Donald Trump's official campaign slogan is "Make America Great Again." His unofficial motto should be: "We have no choice" – a claim he uses to punctuate calls for various abridgments of liberty, such as the creation of a military "deportation force"; expanded surveillance of mosques, and –where he deems necessary – the forcible closure of those deemed to be objectionable; watchlists, databases, and special identification protocols targeting Muslims; and the restoration of torture as an interrogation method.

"We have to be strong," Trump grunted during a November 22 interview when asked about waterboarding by the precious little fellow named George Stephanopolous. "You know, they don't use waterboarding over there, they use chopping off people's heads, they use drowning people. I would bring it back. I think waterboarding is peanuts compared to what they do."

In theory, a U.S. president is restrained by the limits on power supposedly contained within the U.S. Constitution. Trump has never provided any evidence that he has read the document, let alone that he understands its provisions and takes them seriously. In fact, the only element of the Constitution for which he has expressed unqualified approval is the "takings clause" of the Fifth Amendment, which authorizes the government to seize property through "eminent domain" – a process through which Trump, the crony capitalist par excellence, has enriched himself considerably.

On the available evidence, Trump's view of presidential powers doesn't differ in substance from that of Barack Obama, whom he has consistently criticized for being "weak" and timid in the exercise of those powers.

Trump's Republican "fans" consist, for the most part, of people who see Obama as a dictator – but who devoutly wish for Trump to inherit the distended powers of the office Obama now occupies, and exercise them more assertively.
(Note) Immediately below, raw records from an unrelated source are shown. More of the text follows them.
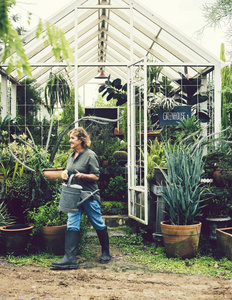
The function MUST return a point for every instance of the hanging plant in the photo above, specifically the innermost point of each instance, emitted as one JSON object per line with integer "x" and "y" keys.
{"x": 57, "y": 91}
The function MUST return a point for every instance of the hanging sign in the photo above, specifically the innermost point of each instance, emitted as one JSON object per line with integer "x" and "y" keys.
{"x": 174, "y": 116}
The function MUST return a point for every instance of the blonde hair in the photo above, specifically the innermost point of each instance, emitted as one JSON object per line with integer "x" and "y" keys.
{"x": 82, "y": 135}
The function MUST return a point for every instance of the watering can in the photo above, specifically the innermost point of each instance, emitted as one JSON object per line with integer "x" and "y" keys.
{"x": 72, "y": 196}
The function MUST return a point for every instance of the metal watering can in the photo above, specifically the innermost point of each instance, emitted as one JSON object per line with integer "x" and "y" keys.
{"x": 71, "y": 197}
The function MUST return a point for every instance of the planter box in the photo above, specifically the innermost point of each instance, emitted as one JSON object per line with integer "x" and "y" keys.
{"x": 224, "y": 241}
{"x": 181, "y": 240}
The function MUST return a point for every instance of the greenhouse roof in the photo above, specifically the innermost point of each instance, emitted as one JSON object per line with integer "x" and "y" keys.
{"x": 109, "y": 35}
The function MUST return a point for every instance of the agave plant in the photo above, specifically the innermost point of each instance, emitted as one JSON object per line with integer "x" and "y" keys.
{"x": 182, "y": 195}
{"x": 5, "y": 218}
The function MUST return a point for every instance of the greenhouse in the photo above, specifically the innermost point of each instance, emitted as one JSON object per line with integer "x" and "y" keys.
{"x": 160, "y": 151}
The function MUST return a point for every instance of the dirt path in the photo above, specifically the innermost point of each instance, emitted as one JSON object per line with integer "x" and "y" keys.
{"x": 118, "y": 280}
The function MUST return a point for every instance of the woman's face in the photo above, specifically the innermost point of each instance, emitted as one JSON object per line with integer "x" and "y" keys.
{"x": 74, "y": 142}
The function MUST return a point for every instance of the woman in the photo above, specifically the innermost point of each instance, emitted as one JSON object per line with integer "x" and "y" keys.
{"x": 83, "y": 163}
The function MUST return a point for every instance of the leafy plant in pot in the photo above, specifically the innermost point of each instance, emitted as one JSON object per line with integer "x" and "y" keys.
{"x": 182, "y": 197}
{"x": 217, "y": 209}
{"x": 50, "y": 224}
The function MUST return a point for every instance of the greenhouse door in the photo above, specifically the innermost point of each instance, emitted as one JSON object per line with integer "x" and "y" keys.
{"x": 137, "y": 142}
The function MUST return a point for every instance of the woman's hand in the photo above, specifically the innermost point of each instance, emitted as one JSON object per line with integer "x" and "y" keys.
{"x": 88, "y": 177}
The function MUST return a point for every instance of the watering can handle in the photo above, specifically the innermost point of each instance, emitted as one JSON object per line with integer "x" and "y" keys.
{"x": 86, "y": 198}
{"x": 70, "y": 180}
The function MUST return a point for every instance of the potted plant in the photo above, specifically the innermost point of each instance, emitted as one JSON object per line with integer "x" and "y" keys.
{"x": 182, "y": 197}
{"x": 51, "y": 224}
{"x": 218, "y": 205}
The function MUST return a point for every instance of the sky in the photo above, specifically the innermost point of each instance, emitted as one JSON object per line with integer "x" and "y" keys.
{"x": 185, "y": 15}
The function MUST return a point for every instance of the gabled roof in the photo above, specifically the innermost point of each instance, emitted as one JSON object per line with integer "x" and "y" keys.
{"x": 110, "y": 35}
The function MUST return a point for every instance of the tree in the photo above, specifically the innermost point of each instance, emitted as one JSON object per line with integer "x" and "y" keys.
{"x": 219, "y": 13}
{"x": 13, "y": 49}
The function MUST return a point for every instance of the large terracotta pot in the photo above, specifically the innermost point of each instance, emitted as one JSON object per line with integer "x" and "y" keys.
{"x": 16, "y": 237}
{"x": 181, "y": 240}
{"x": 224, "y": 241}
{"x": 54, "y": 238}
{"x": 53, "y": 173}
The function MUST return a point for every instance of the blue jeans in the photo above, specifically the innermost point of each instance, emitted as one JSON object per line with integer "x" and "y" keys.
{"x": 93, "y": 211}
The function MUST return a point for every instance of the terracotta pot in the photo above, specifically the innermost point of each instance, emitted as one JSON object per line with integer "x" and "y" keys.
{"x": 224, "y": 241}
{"x": 181, "y": 240}
{"x": 16, "y": 237}
{"x": 54, "y": 238}
{"x": 53, "y": 173}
They aren't interested in a leader who would apply sound principles in defense of individual liberty and private property; they lust and ache to be ruled by someone they consider a suitable symbol of American "greatness."

In his relentlessly self-preoccupied and borderline-aphasic speeches and media appearances, Trump displays a rhetorical style not terribly different from that of a skilled professional wrestler "working the mic." He dilates upon his accomplishments, most of which are dubious at best, boasts of his standing in the polls, commends his "fans" for the wisdom they display in supporting him, and spends a great deal of time discussing obscure and petty personal affronts. He will engage in pure, malicious invention, as in his bizarre and completely dishonest claim to have witnessed "thousands and thousands of people cheering" – Muslims, to be sure – on 9/11 as the World Trade Center collapsed.

One thing Trump has never done, and most likely will never do, is describe how he would reduce the power, size, cost, and invasiveness of government. Rather than curtailing the ever-metastasizing police state, he would appoint "the best people" to supervise it. His self-described mission, we must never forget, is to restore the government's "greatness," not to bring about individual liberty. He seems to believe that this would apparently be done through the simple act of electing him president – and a remarkable number of Republicans agree. Trump offers them nothing but an opportunity for the vicarious exercise of power -- and for such people this is enough.

In "The Revolt of the Masses," which was published in 1930 – a time when Mussolini was still in favor with the bien-pensants -- Jose Ortega y Gassett observed that through Fascism "there appears for the first time in Europe a type of man who does not want to give reasons or to be right, but simply shows himself resolved to impose his opinions." That human "type" isn't limited to one end of the statist political spectrum: It is plentifully represented among supporters of Bernie Sanders and Hillary Clinton, as well as Donald Trump.

Mass movements of that kind aren't organized around principles or ideals, but rather propelled by what Ortega y Gassett called "appetites in words," particularly the basest appetite, which is a desire for power over others. As a professional wrestling performer, Donald Trump offered his "fans" a relatively harmless way to indulge that appetite vicariously. The same cannot be said of his cynical heel turn as a presidential candidate.